Said Cordray, "We must arm our fellow citizens with the wherewithal to stand on their own two feet and make sustainable economic choices." Outside of school, he said, financial information "is likely to be skewed by the financial self interest of other parties. So people need trusted and impartial resources."
While the basic survey numbers have improved somewhat since 2009, they reflect a massive disregard or ignorance of financial axioms on top of negative trends in the economy underway since 2000 - when even before the financial crisis median household income flatlined and more recently headed lower.
While American manufacturing productivity has continued to improve, it stopped carrying inflation adjusted hourly compensation with it beginning in 1970. Now the gap between the growth of pay and productivity in the U.S. is the largest among 19 developed economies measured by the Bureau of Labor Statistics.
"Our democratic system rests on the effective operation of a free-market economy," Cordray said. "This arrangement demands strong and effective consumers." The best kind of consumer protection, he said, "is self protection, being able to avoid problems in the first place and to know what you can do about it when you do experience a problem."

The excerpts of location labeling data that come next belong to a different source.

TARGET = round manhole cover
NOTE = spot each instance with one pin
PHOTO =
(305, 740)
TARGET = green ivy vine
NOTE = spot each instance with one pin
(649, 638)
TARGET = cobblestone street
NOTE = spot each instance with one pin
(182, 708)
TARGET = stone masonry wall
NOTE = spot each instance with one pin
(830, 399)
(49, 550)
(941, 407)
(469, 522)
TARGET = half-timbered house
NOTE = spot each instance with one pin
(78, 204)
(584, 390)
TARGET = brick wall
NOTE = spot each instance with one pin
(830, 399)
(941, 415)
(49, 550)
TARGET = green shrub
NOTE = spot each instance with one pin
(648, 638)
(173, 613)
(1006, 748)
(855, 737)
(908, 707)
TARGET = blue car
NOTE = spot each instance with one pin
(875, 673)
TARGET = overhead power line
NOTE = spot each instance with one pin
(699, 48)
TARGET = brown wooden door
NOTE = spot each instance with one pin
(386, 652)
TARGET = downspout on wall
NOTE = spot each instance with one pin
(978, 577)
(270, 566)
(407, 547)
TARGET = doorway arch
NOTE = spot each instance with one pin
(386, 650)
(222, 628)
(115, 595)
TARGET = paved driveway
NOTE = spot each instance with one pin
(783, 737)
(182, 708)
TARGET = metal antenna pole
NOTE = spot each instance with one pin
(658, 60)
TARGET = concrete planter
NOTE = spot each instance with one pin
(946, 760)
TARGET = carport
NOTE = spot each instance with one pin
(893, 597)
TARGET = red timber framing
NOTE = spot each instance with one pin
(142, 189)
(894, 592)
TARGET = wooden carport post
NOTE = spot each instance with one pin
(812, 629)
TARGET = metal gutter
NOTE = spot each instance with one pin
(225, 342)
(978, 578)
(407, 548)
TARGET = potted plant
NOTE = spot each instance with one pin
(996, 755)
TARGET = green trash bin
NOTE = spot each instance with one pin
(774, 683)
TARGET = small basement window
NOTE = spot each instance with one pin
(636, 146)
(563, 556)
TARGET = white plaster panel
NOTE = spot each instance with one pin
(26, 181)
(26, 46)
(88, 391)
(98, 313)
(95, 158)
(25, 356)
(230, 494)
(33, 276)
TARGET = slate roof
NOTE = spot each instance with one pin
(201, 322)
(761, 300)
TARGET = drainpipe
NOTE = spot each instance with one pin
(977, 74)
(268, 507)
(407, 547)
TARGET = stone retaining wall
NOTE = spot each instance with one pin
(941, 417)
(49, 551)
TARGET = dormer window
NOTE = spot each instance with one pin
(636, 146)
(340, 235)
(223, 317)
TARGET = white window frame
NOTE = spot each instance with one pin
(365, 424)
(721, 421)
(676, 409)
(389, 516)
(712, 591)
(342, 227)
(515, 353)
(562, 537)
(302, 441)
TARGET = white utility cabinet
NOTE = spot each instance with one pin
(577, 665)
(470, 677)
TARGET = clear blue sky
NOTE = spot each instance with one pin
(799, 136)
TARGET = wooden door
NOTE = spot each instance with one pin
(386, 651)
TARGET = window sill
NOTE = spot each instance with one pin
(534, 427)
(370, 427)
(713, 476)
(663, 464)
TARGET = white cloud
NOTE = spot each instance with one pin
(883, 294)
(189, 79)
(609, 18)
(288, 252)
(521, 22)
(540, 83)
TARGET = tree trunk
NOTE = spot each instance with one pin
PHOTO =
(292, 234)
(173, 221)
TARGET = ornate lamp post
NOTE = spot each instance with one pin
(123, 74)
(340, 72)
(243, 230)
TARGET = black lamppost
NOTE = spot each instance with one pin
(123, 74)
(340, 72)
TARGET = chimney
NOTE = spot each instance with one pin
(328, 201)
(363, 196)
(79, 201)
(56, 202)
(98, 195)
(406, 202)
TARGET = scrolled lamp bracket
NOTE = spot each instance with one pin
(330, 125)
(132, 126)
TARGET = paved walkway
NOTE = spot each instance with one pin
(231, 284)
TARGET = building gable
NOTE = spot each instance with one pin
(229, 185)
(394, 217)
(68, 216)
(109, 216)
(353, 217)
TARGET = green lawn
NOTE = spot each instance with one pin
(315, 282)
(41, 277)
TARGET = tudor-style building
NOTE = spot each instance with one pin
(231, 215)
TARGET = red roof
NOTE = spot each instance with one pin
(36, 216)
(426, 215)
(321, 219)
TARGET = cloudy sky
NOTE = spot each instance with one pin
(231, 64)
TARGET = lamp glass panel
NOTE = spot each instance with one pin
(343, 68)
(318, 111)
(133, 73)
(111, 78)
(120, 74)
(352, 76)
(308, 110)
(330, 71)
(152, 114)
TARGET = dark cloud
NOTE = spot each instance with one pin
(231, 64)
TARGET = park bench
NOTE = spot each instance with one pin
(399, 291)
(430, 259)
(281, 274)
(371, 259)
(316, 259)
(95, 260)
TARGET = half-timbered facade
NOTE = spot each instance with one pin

By state, citizens of California, Massachusetts and New Jersey who were surveyed are the most financially capable, the survey suggested. Mississippi stood out as the least financially capable state, placing in the bottom five in four out of five measures. Arkansas ranked in the bottom five in three out of five measures, and Kentucky ranked in the bottom five in two out of five measures.
For New York, the numbers were better than average, with 43% saying they spent less than they make, versus the national average of 41%. And only 22% said they had unpaid medical bills versus the national average of 26%.
In other findings, 30% said they borrowed from an institution that was not a bank, including auto title lenders, payday, tax refund advances, pawn shops or rent-to-own stores.
Younger people, between 18 and 34, are the most likely to borrow outside of banks.
The survey found most Americans do no compare offers or collection information from more than one company when shopping for credit cards.
Those reporting their mortgage was for an amount greater than the value of the property was 14%. Those most likely to have underwater mortgages were 18 to 34.
Those who reported they had no rainy day fund put aside at all were 56% of the total. Compared to the previous survey, those with rainy day savings were 40% of the total in 2012, versus 35% in 2009.
"Lessons must be learned and changes must be made," the CFPB's Cordray said. "Americans simply are not well equipped to fight through the complexity to make sound and sensible decision." Every day, he said, the agency hears from people "often expressing anguished regret that they did not know more about the risks involved at the time they made key financial decisions."